Behavioural evidence of separate adaptation mechanisms controlling saccade amplitude lengthening and shortening

Muriel Panouillères1, Tiffany Weiss1, Christian Urquizar1, Romeo Salemme1, Douglas P. Munoz2, and Denis Pelisson1*

1 Inserm and University of Lyon
2 Queens University

* To whom correspondence should be addressed. E-mail: denis.pelisson{at}inserm.fr.

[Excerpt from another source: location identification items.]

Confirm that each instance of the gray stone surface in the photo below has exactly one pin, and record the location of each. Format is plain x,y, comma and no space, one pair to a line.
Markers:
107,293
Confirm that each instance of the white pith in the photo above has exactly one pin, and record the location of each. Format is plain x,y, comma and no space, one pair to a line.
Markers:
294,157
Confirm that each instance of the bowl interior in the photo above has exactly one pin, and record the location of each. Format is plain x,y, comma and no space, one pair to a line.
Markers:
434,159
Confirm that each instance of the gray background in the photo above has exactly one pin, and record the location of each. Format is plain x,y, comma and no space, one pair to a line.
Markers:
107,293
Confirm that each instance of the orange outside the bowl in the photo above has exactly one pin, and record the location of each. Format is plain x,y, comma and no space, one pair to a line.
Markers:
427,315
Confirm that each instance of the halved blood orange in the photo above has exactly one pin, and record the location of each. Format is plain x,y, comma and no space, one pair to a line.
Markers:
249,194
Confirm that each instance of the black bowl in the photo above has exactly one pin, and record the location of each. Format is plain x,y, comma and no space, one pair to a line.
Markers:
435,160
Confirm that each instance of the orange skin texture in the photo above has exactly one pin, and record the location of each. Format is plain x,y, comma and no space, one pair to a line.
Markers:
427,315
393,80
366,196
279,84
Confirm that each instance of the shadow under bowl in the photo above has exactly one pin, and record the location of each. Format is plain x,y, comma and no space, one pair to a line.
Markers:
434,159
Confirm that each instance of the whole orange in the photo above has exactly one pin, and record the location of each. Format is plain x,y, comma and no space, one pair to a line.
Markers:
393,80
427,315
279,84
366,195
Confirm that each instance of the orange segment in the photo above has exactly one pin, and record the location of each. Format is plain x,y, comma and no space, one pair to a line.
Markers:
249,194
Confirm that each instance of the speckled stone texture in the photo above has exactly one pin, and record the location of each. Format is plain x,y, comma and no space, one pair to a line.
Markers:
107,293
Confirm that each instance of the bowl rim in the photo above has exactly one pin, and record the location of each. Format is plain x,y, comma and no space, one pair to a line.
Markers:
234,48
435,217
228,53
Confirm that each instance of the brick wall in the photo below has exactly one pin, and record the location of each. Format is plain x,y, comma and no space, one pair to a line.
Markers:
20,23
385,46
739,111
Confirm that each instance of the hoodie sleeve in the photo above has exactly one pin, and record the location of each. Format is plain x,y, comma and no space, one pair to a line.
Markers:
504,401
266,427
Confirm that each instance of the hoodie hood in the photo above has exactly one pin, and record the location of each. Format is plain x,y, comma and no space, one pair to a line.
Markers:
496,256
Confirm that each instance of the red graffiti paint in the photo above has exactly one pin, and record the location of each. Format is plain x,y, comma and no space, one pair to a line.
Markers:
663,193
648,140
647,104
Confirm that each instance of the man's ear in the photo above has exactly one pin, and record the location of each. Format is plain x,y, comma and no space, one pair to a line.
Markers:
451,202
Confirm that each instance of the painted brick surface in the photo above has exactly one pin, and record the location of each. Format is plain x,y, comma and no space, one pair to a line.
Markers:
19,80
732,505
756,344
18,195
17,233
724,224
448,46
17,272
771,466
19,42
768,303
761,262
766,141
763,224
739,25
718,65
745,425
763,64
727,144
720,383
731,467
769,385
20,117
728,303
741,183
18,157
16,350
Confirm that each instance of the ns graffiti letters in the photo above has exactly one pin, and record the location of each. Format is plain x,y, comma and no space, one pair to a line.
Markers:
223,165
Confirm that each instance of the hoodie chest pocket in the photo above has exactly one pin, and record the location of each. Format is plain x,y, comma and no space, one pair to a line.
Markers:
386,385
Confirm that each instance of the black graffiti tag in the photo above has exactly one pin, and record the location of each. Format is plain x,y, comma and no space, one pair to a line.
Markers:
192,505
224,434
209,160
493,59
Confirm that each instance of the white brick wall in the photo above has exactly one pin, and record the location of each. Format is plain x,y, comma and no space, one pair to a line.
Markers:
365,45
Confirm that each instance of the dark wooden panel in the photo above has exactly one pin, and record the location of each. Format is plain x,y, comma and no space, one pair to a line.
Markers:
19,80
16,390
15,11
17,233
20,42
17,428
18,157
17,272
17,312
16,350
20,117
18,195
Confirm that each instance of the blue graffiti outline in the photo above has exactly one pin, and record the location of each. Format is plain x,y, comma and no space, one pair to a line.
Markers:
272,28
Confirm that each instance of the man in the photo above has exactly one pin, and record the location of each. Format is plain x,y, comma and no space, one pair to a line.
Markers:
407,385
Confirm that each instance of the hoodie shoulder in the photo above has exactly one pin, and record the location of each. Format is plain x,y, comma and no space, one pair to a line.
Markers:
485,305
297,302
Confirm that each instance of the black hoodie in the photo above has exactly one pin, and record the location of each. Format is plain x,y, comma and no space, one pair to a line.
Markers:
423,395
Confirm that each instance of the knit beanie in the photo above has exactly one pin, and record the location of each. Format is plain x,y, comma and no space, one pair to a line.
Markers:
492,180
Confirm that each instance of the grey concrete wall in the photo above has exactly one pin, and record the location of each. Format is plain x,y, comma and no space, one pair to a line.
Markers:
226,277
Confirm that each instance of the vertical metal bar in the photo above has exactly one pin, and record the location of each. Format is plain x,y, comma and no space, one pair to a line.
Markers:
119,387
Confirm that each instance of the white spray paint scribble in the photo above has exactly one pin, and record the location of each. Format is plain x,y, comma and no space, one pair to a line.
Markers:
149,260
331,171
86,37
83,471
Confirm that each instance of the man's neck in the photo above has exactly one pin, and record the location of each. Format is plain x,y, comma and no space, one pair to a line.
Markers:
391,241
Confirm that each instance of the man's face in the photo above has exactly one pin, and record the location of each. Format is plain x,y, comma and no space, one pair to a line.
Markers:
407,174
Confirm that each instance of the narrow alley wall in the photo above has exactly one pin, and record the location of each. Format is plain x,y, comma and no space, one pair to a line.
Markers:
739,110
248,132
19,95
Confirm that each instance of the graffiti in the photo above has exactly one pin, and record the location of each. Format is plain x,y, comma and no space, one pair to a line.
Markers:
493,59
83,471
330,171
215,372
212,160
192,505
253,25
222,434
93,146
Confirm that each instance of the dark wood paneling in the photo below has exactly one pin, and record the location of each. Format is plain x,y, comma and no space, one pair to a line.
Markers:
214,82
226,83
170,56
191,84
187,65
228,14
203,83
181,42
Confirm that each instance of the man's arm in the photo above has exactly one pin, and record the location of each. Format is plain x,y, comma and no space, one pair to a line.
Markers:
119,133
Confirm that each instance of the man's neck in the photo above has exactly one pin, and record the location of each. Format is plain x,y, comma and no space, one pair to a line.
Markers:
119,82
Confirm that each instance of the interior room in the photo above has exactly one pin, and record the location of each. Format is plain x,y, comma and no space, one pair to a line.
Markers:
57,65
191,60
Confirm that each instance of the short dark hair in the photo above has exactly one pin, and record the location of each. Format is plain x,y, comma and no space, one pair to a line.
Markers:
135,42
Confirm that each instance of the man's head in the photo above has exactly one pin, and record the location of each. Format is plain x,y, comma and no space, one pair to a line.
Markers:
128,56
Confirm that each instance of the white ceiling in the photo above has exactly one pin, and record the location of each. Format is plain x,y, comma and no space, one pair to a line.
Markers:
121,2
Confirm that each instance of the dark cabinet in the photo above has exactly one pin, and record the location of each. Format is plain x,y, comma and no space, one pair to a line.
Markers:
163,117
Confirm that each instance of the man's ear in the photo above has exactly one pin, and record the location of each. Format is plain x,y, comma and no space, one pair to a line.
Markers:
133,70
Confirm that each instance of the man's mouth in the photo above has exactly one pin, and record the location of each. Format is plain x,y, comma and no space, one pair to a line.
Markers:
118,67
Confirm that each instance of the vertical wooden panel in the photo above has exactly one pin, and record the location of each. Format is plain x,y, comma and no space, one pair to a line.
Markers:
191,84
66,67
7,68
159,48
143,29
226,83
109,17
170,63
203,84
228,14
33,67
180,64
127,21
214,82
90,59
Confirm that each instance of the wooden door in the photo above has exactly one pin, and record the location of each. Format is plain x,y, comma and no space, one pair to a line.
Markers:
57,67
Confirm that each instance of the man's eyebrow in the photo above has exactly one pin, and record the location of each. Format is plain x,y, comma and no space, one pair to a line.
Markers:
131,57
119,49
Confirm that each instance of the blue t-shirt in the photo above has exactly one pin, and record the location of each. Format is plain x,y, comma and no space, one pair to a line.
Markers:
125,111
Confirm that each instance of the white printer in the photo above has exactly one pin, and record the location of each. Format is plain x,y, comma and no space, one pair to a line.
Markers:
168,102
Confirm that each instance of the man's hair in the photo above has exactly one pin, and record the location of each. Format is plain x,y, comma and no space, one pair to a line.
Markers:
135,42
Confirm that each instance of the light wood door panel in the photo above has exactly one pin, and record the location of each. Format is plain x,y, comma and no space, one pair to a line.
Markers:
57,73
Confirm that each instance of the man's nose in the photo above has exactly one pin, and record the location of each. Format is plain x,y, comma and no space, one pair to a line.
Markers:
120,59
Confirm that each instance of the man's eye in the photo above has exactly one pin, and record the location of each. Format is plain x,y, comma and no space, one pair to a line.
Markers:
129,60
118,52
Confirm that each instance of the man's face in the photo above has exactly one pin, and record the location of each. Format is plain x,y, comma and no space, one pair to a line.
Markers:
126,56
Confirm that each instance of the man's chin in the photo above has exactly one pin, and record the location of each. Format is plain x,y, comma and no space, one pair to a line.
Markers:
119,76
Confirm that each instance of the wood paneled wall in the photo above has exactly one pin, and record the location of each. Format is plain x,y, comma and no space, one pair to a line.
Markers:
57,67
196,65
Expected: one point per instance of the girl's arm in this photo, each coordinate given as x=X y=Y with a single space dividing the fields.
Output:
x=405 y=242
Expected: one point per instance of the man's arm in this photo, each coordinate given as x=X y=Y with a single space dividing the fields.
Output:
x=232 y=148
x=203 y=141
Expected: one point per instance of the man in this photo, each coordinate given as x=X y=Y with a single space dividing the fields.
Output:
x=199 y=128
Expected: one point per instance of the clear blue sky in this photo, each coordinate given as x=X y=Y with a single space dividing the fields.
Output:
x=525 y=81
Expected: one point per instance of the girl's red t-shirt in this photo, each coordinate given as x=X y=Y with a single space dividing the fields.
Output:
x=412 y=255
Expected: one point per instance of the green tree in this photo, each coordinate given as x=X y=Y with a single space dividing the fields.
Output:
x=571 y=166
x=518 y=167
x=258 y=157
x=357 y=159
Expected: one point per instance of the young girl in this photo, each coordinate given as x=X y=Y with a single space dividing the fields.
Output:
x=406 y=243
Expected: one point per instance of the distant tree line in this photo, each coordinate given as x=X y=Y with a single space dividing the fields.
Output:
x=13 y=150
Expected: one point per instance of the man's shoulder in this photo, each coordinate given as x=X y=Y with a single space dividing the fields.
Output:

The accuracy of saccadic eye movements is maintained over the long term by adaptation mechanisms which decrease or increase saccade amplitude. It is still unknown whether these opposite adaptive changes rely on common mechanisms. Here, a double-step target paradigm was used to adaptively decrease (backward second target step) or increase (forward step) the amplitude of reactive saccades in one direction only. To test which sensory-motor transformation stages are subjected to these adaptive changes, we measured their transfer to anti-saccades in which sensory and motor vectors are spatially dissociated. In the backward adaptation condition, all subjects showed a significant amplitude decrease for adapted pro-saccades and a significant transfer of adaptation to anti-saccades performed in the adapted direction but not to oppositely-directed anti-saccades elicited by a target jump in the adapted direction. In the forward adaptation condition, only 14 out of 19 subjects showed a significant amplitude increase for pro-saccades, and no significant adaptation transfer to anti-saccades was detected in either the adapted or non-adapted direction. These findings suggest that, whereas the level(s) of forward adaptation cannot be resolved, the mechanisms involved in backward adaptation of reactive saccades take place at a sensory-motor level downstream from the vector inversion process of anti-saccades and differ markedly from those involved in forward adaptation.